This is a short overview of the query facilities added to RDFLib. These are based on the July 2005 version
of the SPARQL draft
worked on at the W3C. For a lack of a better word, I refer to this
implementation as sparql-p.
Thanks to the work of Daniel Krech and mainly Michel Pelletier,
sparql-p is now fully integrated with the newer versions of
RDFLib (version
2.2.2 or later), whereas earlier versions were distributed as separate
packages. This integration has led to some minor adjustments in class naming
and structure compared to earlier versions. If you are looking for the
documentation of the separate package, please refer to an earlier
version of this document. Be warned, though, that the
earlier versions are now deprecated in favour of RDFLib 2.2.2 or later.

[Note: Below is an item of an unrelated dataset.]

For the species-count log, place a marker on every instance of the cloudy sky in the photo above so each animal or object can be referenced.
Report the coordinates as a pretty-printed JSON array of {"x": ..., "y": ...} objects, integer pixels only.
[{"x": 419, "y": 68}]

The SPARQL draft describes its facilities in terms of a query language. A
full SPARQL implementation should include a parser of that language mapping
on the underlying implementation. sparql-p does not
include such parser yet, only the underlying SPARQL engine and its API. The
description below shows how the mapping works. This also means that the API
is not the full implementation of SPARQL: some of the features should be left
to the parser that could use this API. This is the case, for example, of
named Graphs facilities that could be mapped using RDFLib Graph
instances: all query is performed on such an instance in the first
place! In any case, the implementation of sparql-p covers (I
believe) the most frequently used cases of SPARQL.
The SPARQL facilities ar based on a wrapper class called
SPARQLGraph around the basic Graph object defined
by RDFLib. Ie, all programs using sparql-p should be of the
form:
from rdflib.sparql import sparqlGraph sparqlGr = sparqlGraph.SPARQLGraph()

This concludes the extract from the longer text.